Dans son intervention, le porte-parole du gouvernement a insisté sur la portée symbolique et stratégique du secteur artistique, soulignant que ces métiers, parfois peu compris, constituent pourtant un pilier du rayonnement du pays. « Notre présence, c’est un élément de motivation pour tous ceux qui ont choisi ces métiers qui, parfois, dans notre contexte, ne sont pas toujours les plus compréhensibles. Mais bon, quoi qu’il en soit, aujourd’hui, la République démocratique du Congo, parmi les talents qu’on peut exporter, sur lesquels on peut compter, y compris pour monter notre narratif, il y a les artistes », a-t-il déclaré.
À travers cette prise de parole, c’est une vision qui se dessine : faire de la culture un instrument d’influence et de projection de l’image de la RDC à l’international.
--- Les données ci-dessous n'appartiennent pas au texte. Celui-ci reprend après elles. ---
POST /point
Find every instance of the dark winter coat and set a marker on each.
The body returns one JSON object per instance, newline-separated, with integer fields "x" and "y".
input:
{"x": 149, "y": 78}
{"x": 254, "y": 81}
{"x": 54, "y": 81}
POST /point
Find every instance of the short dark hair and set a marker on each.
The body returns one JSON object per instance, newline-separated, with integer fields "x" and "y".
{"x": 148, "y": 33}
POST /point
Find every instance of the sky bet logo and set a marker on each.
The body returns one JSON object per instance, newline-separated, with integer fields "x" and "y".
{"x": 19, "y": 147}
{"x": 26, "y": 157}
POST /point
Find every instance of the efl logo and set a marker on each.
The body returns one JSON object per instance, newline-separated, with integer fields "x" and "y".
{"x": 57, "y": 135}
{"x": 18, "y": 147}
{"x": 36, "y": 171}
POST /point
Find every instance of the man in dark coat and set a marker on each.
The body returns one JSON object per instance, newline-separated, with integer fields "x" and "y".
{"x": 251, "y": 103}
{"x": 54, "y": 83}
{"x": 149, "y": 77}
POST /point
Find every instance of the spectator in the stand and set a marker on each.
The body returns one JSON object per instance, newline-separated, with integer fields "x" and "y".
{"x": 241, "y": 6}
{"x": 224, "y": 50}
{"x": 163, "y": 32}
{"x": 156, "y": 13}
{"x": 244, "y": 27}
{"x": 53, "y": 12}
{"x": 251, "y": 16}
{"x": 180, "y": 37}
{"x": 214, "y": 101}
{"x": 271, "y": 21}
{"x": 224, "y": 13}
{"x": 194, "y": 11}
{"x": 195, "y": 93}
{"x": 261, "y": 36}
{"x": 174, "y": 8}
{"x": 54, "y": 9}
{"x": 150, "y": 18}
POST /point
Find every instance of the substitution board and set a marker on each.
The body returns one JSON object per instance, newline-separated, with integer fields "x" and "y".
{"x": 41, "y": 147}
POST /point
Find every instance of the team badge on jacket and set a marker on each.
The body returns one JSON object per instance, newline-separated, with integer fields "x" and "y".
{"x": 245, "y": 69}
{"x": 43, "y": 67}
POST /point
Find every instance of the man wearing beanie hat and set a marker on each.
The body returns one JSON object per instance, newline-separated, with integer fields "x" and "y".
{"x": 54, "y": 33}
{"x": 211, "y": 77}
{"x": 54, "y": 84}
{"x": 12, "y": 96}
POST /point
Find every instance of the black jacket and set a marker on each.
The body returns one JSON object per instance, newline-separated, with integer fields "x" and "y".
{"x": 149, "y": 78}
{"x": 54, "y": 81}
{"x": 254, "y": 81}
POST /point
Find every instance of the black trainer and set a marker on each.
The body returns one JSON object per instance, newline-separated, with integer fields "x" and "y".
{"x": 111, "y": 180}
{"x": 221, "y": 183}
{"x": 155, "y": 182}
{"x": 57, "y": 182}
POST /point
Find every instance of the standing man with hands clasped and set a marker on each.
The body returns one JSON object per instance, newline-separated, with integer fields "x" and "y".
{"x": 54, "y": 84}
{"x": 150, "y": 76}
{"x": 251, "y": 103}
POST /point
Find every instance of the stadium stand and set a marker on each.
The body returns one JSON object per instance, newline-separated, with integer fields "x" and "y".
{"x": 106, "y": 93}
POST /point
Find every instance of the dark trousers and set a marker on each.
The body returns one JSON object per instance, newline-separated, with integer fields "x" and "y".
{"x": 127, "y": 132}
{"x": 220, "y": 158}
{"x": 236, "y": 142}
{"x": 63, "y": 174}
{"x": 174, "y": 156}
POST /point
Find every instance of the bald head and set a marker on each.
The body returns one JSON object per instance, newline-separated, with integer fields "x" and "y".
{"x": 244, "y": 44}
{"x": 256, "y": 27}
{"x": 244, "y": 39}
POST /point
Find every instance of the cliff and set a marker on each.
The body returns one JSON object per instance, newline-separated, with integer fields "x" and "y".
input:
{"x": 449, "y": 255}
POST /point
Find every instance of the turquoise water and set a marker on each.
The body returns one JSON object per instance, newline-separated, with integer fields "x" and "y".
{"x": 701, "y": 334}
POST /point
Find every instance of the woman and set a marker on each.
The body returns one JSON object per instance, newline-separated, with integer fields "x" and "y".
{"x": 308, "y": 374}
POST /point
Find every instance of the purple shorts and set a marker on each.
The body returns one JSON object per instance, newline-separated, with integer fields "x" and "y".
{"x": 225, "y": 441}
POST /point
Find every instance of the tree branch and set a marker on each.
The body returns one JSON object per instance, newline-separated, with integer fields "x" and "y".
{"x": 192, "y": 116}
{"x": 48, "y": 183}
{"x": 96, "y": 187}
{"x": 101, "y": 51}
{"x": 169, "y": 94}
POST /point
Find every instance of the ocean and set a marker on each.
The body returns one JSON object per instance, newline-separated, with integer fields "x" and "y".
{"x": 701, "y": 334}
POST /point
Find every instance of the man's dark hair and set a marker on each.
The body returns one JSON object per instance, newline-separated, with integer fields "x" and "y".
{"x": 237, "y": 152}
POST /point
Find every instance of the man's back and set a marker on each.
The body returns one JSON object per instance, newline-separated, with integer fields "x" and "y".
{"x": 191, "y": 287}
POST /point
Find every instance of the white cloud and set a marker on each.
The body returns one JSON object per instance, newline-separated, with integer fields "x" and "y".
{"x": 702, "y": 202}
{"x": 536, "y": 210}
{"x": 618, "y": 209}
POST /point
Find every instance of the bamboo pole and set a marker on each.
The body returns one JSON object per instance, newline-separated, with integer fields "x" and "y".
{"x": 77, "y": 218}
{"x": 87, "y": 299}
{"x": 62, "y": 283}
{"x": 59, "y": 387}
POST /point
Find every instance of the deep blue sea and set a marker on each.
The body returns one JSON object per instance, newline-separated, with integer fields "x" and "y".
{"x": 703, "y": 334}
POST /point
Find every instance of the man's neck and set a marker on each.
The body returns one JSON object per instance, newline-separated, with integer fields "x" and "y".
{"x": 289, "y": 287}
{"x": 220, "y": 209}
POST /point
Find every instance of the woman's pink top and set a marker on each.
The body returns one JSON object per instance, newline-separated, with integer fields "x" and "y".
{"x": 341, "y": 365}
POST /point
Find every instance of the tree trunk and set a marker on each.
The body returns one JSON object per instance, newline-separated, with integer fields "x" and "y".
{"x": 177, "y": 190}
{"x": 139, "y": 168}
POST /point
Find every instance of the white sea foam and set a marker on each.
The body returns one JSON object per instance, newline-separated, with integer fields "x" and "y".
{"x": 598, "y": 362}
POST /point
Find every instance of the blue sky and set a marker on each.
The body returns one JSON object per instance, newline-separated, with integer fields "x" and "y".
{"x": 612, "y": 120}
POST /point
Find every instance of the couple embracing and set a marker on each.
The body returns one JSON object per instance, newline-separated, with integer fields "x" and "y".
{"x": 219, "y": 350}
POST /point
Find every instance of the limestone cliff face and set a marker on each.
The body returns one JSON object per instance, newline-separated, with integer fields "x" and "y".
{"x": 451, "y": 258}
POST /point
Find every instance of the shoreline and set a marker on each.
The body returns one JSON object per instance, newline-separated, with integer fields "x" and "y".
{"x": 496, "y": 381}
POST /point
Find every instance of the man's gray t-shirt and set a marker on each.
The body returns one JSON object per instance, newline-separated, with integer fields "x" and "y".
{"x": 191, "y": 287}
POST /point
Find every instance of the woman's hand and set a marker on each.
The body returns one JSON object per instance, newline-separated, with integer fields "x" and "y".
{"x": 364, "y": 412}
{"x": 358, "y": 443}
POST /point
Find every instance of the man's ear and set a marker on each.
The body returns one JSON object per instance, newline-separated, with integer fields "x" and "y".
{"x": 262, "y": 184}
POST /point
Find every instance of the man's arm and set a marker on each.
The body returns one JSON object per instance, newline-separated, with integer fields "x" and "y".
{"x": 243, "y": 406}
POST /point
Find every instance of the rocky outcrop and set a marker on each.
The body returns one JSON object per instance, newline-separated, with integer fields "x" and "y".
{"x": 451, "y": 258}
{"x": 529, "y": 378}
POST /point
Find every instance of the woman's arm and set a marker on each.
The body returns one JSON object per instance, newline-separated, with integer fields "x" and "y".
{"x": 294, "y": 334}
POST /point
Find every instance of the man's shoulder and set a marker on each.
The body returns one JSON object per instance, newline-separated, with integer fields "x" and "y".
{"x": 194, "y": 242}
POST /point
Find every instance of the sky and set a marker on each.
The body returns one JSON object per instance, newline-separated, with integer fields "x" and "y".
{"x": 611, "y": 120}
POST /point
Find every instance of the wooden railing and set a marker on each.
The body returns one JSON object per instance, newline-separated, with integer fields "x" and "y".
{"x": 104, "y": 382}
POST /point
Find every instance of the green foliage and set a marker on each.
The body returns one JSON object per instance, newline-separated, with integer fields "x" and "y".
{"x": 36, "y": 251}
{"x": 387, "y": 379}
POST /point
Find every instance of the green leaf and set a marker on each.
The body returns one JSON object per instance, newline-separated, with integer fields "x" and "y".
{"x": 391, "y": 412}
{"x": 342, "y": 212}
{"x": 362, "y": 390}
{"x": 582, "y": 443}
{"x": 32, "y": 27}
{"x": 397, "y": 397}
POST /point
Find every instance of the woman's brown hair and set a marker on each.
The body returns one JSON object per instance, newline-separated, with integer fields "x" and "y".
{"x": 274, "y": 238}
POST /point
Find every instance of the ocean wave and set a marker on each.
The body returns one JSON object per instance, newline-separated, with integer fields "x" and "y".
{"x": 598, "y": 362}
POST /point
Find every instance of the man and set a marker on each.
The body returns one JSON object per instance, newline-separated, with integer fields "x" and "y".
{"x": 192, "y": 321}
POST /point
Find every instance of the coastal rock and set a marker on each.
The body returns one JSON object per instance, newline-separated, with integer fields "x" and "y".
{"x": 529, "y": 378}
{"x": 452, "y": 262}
Mais au-delà du message politique, un autre angle fort se dégage : la Bourse Leridon s’impose progressivement comme un véritable dispositif de structuration et de promotion de la jeune création congolaise. Initiée par Matthias Leridon et Gervanne Colboc Leridon, en partenariat avec l’Académie des Beaux-Arts de Kinshasa, cette bourse offre bien plus qu’un simple appui financier. Elle constitue un cadre de formation, de recherche et d’exposition pour les jeunes artistes.
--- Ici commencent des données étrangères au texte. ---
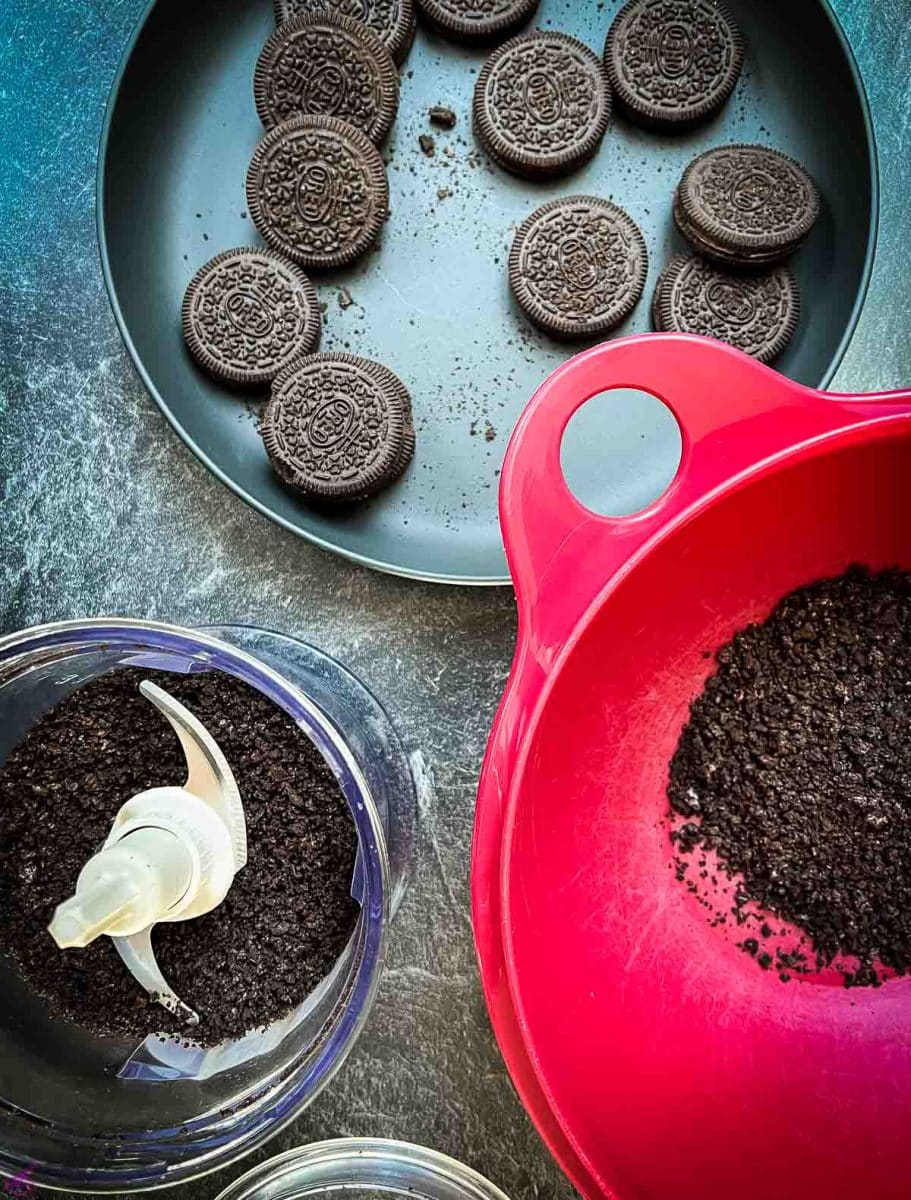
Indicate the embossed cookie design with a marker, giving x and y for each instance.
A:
(577, 267)
(745, 204)
(672, 63)
(391, 21)
(317, 191)
(327, 65)
(755, 312)
(477, 21)
(339, 429)
(247, 313)
(541, 105)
L’édition 2025 en est une illustration concrète. Les artistes Manuella Alonge et Destin Ushindi ont bénéficié d’une résidence de trois mois entre Kinshasa et le Cameroun, une expérience qui a nourri leur démarche artistique. Leurs œuvres, présentées lors de cette restitution, témoignent d’un engagement profond.
Manuella Alonge explore, dans son travail, la force du dialogue interculturel, tandis que Destin Ushindi met en lumière, à travers l’acrylique et le stylo à bille, les réalités sociales congolaises.
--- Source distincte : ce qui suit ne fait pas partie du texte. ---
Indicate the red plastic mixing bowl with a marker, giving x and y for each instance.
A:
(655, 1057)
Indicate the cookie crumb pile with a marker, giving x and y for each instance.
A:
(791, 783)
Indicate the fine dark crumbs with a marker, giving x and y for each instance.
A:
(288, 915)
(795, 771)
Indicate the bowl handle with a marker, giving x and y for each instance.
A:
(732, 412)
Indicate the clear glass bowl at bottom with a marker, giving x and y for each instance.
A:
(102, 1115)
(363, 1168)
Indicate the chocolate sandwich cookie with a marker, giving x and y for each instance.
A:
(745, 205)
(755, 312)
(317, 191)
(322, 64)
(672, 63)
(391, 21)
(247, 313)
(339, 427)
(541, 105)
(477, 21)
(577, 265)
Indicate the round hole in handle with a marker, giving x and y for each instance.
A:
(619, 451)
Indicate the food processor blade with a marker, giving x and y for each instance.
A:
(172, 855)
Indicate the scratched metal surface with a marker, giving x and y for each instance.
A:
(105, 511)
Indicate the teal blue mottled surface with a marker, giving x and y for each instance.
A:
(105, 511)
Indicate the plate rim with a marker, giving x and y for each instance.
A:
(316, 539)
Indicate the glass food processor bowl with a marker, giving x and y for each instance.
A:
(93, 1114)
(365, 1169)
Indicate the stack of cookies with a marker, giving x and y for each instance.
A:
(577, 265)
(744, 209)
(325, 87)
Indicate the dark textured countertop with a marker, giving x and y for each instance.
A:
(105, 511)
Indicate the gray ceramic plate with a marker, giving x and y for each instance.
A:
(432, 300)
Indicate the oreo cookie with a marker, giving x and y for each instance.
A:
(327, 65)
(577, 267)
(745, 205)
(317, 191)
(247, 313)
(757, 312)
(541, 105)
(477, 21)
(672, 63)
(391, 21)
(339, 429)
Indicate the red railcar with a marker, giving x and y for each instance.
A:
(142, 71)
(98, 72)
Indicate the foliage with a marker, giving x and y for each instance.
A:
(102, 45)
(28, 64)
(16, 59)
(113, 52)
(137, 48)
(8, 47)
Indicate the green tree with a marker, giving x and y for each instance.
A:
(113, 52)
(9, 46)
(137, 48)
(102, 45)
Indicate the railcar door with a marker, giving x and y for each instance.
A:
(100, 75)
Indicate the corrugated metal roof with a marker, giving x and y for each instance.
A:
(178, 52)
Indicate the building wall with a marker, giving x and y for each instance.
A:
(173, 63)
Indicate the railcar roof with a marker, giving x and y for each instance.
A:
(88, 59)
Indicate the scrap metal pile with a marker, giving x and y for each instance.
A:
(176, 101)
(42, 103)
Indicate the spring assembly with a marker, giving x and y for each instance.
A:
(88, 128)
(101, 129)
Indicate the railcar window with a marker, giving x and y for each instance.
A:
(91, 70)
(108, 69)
La présence de la ministre de la Culture, Arts et Patrimoine, Yolande Elebe Ma Ndembo, renforce cette dynamique institutionnelle autour de la création artistique. Cette dernière a, par ailleurs, évoqué la volonté de positionner davantage les artistes congolais sur la scène internationale, notamment à travers des expositions d’envergure.
Dans une perspective d’élargissement, les organisateurs ont annoncé que la prochaine édition de la Bourse Leridon se déroulera dans trois pays : la République démocratique du Congo, le Cameroun et l’Afrique du Sud, signe d’une ambition accrue et d’une ouverture internationale assumée.
Au croisement de ces dynamiques, une tendance se confirme : la Bourse Leridon devient un levier structurant pour révéler, accompagner et projeter les talents congolais, pendant que le gouvernement, à travers Patrick Muyaya, inscrit ces artistes dans une stratégie plus large de construction du narratif et de rayonnement du pays.